Solution We need to solve the inequality:

\[ \solve{ x^4-9x^2& \gt & 0\\ x^2(x^2-9)& \gt & 0\\ x^2(x-3)(x+3)& \gt &0 } \]

Now that we have the factored polynomial, we use the standard inequality methods. In this case, I will create a table and use the sign changes of the terms to get our answer. The zeros of the polynomial (from the above factors) are -3, 0, and 3.

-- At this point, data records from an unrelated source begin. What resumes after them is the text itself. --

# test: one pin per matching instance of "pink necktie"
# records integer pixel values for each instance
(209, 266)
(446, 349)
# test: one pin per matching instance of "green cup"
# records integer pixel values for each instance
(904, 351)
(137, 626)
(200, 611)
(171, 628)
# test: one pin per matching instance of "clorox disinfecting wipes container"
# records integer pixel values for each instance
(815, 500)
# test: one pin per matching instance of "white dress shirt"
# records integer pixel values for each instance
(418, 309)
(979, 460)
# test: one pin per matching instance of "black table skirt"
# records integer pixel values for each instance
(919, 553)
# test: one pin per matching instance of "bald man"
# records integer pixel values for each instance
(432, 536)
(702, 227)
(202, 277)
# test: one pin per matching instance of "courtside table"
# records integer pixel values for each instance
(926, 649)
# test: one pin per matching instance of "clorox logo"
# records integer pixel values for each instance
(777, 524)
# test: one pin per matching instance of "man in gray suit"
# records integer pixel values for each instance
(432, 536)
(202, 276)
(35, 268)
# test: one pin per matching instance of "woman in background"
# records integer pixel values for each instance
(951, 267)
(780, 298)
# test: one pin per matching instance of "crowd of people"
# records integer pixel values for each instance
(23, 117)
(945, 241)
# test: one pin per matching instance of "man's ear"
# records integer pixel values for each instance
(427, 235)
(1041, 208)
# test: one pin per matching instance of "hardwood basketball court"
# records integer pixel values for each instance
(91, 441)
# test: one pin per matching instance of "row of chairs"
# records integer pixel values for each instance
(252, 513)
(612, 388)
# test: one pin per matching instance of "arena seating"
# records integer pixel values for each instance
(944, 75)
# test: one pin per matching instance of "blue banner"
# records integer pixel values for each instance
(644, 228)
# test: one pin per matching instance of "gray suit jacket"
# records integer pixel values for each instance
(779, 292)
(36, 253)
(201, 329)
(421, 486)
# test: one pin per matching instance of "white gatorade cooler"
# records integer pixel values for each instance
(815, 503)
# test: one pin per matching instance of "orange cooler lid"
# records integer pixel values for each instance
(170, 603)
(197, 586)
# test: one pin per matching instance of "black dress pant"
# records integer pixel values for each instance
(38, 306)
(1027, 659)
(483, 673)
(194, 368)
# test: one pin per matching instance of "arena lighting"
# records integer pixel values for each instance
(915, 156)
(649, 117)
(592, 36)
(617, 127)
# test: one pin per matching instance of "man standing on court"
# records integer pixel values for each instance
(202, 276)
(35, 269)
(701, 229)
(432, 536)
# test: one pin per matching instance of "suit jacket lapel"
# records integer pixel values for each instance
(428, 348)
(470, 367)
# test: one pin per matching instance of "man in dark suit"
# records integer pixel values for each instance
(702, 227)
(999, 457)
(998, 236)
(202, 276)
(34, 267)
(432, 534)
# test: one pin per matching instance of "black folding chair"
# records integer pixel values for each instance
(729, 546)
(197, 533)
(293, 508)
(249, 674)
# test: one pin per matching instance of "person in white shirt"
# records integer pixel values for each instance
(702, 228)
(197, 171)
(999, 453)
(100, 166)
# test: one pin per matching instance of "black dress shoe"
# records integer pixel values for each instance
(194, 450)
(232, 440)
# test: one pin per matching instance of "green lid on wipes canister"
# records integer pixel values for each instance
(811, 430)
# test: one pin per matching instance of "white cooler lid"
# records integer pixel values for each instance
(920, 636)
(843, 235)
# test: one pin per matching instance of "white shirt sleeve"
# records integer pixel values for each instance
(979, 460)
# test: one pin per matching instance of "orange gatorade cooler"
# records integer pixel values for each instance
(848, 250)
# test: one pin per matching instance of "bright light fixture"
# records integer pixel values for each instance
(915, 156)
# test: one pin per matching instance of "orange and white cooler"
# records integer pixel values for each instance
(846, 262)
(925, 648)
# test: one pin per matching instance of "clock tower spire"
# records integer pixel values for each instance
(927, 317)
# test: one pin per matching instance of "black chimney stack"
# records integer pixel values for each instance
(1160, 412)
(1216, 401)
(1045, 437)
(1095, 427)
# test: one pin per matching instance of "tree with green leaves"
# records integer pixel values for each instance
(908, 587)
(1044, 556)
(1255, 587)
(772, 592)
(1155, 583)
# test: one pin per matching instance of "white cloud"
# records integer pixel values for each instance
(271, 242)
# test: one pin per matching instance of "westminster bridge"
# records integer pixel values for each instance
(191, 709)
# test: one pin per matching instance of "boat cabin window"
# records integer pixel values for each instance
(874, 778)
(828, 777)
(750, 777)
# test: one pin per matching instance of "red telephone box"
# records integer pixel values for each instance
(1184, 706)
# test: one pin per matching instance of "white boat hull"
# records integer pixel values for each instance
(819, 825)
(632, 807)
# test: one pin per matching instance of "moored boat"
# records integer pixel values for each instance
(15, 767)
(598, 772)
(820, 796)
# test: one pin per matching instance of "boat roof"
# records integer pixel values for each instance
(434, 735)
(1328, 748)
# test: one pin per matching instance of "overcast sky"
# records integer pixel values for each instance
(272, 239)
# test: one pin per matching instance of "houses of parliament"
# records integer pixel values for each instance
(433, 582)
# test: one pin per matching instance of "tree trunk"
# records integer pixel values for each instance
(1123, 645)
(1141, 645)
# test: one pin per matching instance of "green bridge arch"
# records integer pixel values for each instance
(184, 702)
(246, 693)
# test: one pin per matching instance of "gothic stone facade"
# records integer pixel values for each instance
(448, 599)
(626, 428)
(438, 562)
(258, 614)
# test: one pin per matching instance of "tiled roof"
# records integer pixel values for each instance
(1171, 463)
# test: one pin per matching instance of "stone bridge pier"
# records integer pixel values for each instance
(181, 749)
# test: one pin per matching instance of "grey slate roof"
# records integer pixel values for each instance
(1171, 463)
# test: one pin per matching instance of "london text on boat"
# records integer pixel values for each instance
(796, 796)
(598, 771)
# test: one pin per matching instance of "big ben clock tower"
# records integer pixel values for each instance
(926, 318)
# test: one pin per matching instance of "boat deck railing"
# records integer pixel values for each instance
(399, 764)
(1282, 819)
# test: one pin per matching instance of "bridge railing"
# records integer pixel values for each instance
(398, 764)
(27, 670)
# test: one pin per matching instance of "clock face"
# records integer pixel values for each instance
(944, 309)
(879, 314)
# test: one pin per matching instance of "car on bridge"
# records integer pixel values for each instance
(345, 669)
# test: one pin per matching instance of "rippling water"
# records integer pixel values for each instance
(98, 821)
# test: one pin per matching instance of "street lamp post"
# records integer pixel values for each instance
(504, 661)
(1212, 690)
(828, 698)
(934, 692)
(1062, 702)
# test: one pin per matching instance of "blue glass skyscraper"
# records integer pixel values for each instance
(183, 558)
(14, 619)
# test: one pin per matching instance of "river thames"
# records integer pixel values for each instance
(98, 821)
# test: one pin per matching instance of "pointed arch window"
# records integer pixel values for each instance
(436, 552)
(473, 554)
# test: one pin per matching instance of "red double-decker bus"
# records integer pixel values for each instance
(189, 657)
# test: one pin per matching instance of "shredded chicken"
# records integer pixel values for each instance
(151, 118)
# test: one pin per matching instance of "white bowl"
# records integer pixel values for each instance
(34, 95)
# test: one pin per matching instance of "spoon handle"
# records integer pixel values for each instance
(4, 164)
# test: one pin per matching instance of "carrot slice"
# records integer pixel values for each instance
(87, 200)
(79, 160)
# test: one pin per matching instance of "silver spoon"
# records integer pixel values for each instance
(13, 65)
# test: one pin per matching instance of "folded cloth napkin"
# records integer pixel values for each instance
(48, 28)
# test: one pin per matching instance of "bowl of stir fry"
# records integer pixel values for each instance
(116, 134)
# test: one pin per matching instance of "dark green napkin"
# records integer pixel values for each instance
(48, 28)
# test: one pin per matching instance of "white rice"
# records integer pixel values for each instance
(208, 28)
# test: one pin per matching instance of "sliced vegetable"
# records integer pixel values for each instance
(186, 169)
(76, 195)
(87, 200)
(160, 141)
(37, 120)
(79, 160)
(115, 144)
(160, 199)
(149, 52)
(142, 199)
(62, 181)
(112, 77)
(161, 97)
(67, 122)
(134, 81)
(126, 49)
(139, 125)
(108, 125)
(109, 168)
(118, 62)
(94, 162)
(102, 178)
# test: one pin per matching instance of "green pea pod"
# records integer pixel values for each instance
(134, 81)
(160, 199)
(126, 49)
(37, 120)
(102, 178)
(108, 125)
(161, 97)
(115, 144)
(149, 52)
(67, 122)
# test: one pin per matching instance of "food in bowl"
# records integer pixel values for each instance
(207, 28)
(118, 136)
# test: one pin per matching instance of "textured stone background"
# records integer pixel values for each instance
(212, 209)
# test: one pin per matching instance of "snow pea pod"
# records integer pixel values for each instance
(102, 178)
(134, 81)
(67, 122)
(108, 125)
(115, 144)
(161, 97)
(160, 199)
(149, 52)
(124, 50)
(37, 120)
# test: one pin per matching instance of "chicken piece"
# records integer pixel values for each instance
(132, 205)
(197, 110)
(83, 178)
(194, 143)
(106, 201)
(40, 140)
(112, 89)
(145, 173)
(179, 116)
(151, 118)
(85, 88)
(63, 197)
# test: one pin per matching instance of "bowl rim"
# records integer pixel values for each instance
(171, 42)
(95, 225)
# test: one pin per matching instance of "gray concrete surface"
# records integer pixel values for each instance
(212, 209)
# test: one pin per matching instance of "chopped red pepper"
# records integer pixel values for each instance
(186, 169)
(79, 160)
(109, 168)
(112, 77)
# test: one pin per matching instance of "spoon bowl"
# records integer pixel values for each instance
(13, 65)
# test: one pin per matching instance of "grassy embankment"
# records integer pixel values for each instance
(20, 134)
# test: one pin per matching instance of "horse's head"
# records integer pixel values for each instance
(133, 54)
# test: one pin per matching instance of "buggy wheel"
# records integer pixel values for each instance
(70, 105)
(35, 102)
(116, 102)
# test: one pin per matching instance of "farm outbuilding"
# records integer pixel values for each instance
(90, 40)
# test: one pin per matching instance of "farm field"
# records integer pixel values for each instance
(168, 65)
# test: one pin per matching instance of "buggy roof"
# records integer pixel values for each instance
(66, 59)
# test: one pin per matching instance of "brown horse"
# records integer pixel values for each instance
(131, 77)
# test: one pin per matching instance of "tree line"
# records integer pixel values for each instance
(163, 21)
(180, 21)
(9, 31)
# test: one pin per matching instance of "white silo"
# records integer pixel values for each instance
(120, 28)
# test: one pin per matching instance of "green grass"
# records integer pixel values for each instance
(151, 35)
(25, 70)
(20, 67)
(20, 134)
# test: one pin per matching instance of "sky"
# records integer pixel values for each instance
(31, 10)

\[ \begin{{array}}{ |c|c|c|c|c| } \hline &\left(-\infty, -3\right)&\left(-3,0\right)&\left(0,3\right) & \left(3,\infty\right)\\ \hline x^2&\mathbb{+}&\mathbb{+}&\mathbb{+}&\mathbb{+}\\ \hline x+3&\mathbb{-}&\mathbb{+}&\mathbb{+}&\mathbb{+}\\ \hline x-3&\mathbb{-}&\mathbb{-}&\mathbb{-}&\mathbb{+}\\ \hline &\downarrow&\downarrow&\downarrow&\downarrow \\ \hline \text{Result:}&\mathbb{+}&\mathbb{-}&\mathbb{-}&\mathbb{+}\\ \hline &{\color{{green}} \checkmark}&{\color{{red}} \times}&{\color{{red}} \times}&{\color{{green}} \checkmark} \\ \hline \end{{array}} \]

Thus, we can now clearly state with confidence that the polynomial is positive on the interval: \(\left(-\infty, -3\right)\cup\left(3,\infty\right)\).